There are 12 reported positive COVID-19 cases in Stephens County nursing homes or long term care facilities, according to data from the Governor’s Executive Report released Thursday evening.
The numbers, according to the data, reflect test results as of May 20. Oklahoma Department of Health statistics show one resident in Wilkins Health and Rehabilitation Community and six staff members positive, though that number is anticipated to increase. Meridian Nursing Home also reported one positive resident while Ashbrook Village reported one resident and three staff as positive, reports show.
Tony Wilkins, Owner/Administrator of Wilkins Health and Rehabilitation Community, said the facility Thursday hit day 73 of lockdown. With recent tests in the facility, Wilkins said one resident and eight employees have tested positive virus, which is two more than the state’s current numbers. Reporting of two more of the cases is anticipated to follow in coming day’s statistics recorded in the Governor’s Executive Report.
However, on May 9, an employee, who passed all screenings for symptoms related to COVID-19, worked for four hours before “developing stomach pain,” Wilkins said.
“The nurse sent the staff member home immediately and asked them to be tested for COVID-19,” Wilkins said. “We have been following this protocol since March.”
A positive test result returned May 14. Then, administration contacted Stephens County Health Department “whose nurses immediately formed a ‘strike force’” and tested all residents and employees — 250 people total — in the facility.
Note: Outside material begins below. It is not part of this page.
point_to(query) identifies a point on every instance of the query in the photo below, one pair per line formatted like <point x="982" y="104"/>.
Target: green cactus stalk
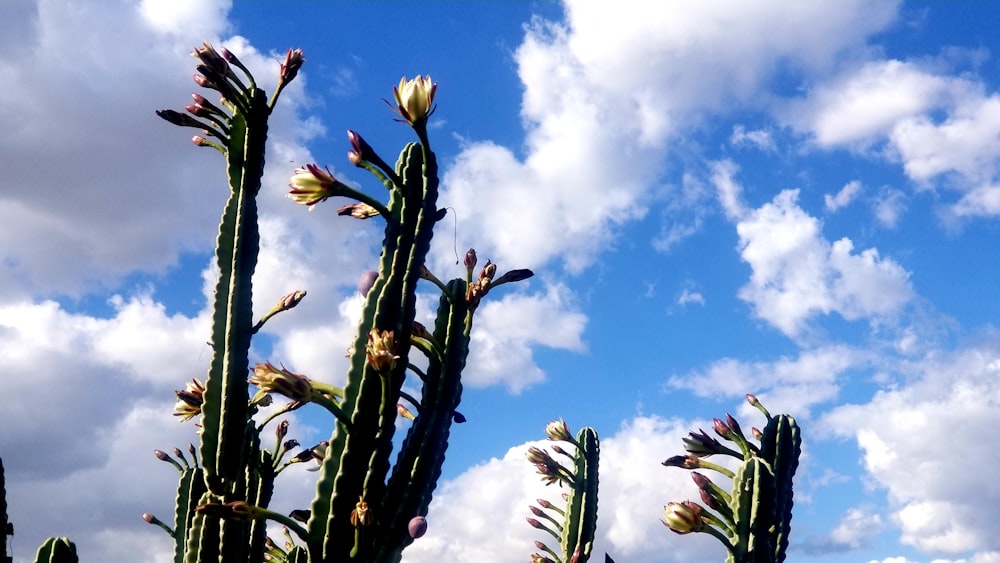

Those results, Wilkins said, came back May 19.
“Our mass testing revealed one resident being positive for the Coronavirus and eight employees who were positive,” Wilkins said. “The employees were sent home to quarantine if they were in the building at the time. Otherwise, they were notified by the facility or the health department.”
Wilkins said the resident resides in a “negative pressure wing which takes the air our of that area with negative pressure air scrubbing machines.” 
“The machines push the air out of the building,” Wilkins said. “This way, the germs, droplets, etc. carrying the virus cannot cannot come into other parts of the building.”
Any staff working with the positive patient works only with that specific patient, Wilkins said.
“They enter through the back door of that wing, do not have contact with any other employee or resident during their shift, exit through that door, take a shower in the dedicated shower trailer then go home,” Wilkins said. “All laundry from the unit is washed separately in hot water by itself — not mixed with anything else. We also have air scrubber machines with HEPA filters positioned about the facility to simply clean the air.”
Wilkins said staff also wear gowns, masks, eye shields, hair coverings and, when needed, shoe coverings.
One thing Wilkins pointed out: No one testing positive showed symptoms.
“Our positive employees and resident had no signs or symptoms,” Wilkins said. “Our resident reports being fine and being spoiled by the dedicated staff.”
The rapid spread of the virus in situations like this, Wilkins said, happens because it goes by undetected.
Julie Williamson, public information officer for District 8 of the Health Department, said Thursday, May 21 Stephens County cases increased from 25 to 36.
“This is an accurate number that represents what we have seen in nursing home settings in Stephens County,” Williamson said. “The public health nurses have been working closely with nursing home owners and administration to complete testing and provide guidance for isolation protocols.”
As of Thursday, Duncan had the majority of active cases with a total of 11 while Comanche reported two and Loco reported one.
Williamson said for those who are sick or think they have COVID-19 that the key is self-isolation.
“Those who are sick or think they have COVID-19 should self-isolate at home in a room away from others in the household,” Williamson said. “It is recommended to use a separate bathroom if possible. Difficulty breathing is a serious concern and medical attention should be sought immediately.”
If someone seeks medical attention for symptoms, Williamson said health care providers or medical facilities a patient may visit must have contact in advance before the patient arrives.”